Following a demonstration of 'blues dancing' by Al Mims and Leon James, Hughes introduces bluesman John Lee Hooker, described as "one of the last of the real country blues singers." Hooker runs through a string of Delta flavored tunes including "It's My Own Fault, "Molly I Miss You So," "Tupelo" and "I Wish You Were Here." Langston Hughes returns to introduce pianist Sammy Price and his trio. They open with the spirited boogie woogie number "The Price is Right" and then Price introduces guitarist Lafayette Thomas, who sing the deep blue anthem by Guitar Slim, "The Things That I Used To Do." Gospel vocalist Betty Jeanette then come front and center on a smoldering rendition of "The Birth of the Blues" and a soulful version of "Ain't Nobody's Business If I Do."
Folklorist Harry Oster then introduces fiddler Butch Cage and guitarist Willie Thomas, two musicians he had discovered playing at dances and church services in Zachary, Louisiana and documented on a 1959 Arhoolie Record. They turn in such traditional blues numbers as "The 44 Blues" and "The Hard Archin' Blues" as well as emotionally-charged spiritual offerings like "Pick Up the Slack and Hew the Line," "He's Got the Whole in His Hand" and "Trying to Get the Children Out of Pharoah's Hand." For a grand finale, the entire cast of this blues afternoon assembles on stage for renditions of of the slow blues "Mean Mistreater" and a raucous rendition of "I May Be Wrong But I Won't Be Wrong Always" with former Count Basie vocalist Jimmy Rushing taking the lead.

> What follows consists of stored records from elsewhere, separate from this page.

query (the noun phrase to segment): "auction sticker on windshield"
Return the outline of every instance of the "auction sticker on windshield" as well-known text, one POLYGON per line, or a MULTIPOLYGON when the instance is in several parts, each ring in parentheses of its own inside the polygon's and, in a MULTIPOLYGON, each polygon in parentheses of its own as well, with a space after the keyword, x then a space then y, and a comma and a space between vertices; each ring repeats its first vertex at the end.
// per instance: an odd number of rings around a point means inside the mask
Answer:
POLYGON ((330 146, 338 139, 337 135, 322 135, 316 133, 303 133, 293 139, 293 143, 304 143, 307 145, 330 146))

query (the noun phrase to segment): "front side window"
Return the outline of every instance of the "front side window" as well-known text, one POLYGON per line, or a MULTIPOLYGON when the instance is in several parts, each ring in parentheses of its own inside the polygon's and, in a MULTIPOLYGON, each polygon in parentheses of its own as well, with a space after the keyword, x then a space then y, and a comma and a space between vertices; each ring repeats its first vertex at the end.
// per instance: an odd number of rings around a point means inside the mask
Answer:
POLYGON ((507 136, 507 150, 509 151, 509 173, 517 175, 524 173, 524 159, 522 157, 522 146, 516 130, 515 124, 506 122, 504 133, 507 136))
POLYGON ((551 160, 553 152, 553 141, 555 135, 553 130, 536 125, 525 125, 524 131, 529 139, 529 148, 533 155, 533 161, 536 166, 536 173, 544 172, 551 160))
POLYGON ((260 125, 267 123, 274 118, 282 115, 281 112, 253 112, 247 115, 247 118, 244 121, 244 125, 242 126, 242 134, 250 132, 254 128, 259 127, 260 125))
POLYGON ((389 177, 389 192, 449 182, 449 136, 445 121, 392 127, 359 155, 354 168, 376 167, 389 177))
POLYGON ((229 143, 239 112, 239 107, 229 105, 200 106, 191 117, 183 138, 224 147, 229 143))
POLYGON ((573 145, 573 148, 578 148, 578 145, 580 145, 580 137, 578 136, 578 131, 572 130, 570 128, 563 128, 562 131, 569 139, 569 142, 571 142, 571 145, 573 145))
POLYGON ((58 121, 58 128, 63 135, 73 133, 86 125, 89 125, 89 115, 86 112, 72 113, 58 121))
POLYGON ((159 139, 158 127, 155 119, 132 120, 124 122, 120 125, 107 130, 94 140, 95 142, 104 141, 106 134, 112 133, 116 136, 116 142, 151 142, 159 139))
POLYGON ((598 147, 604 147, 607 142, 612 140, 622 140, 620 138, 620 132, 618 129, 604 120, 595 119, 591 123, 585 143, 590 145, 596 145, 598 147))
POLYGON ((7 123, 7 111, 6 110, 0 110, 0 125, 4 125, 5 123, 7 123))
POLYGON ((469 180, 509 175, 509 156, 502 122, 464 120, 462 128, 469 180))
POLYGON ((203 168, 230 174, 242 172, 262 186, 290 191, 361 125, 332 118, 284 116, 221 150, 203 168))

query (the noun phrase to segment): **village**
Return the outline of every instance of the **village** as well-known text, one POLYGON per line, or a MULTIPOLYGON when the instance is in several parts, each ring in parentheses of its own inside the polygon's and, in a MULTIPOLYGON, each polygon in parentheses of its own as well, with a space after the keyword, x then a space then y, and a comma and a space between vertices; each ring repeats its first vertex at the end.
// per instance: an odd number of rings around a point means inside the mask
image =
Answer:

Willis Connover, Newport Jazz Festival emcee and radio host for Voice of America in Europe, then closes the proceedings on a somber note, announcing that the board of directions of the Newport Jazz Festival had voted to accept the decision of the city council of Newport to suspend activities of the Newport Jazz Festival, beginning with the evening concert on July 3. "In other words, there will be no concert tonight or…again," he told the stunned audience. This decision was made following a clash with students and police the preceeding night (Saturday) that by all reports escalated into a full-scale riot. And while this disturbance took place not at Freebody Park where the festival was held but on the main drag in the city of Newport, council members nonetheless met on Sunday morning and voted 4-3 in favor of revoking the entertainment license of the Newport Jazz Festival. As Connover explained to the Sunday afternoon crowd: "The board of directors deeply regret that the true jazz lovers were denied the opportunity to hear their favorite jazz musicians, due entirely to non-ticket holding outside the park." He added, "I think it's a shame that the Newport Jazz Festival has to be killed because a bunch of pseudo beatniks and rock 'n' roll escapees who had no interest in jazz, had no intention of coming to the concerts and were not inside the park at all, decided to use the Newport Jazz Festival weekend and the City of Newport as an excuse for giving vent to their healthy animal instincts in such a fashion as to qualify them for admission to a zoo rather than a school." Connover adds, "It does seem to me that in attempting to cure the disease that infected the Newport Jazz Festival activities, they decided to shoot the patient without clearing up the germs."
After a year on the shelf, George Wein would convince the city council of Newport to reinstate the festival for 1962.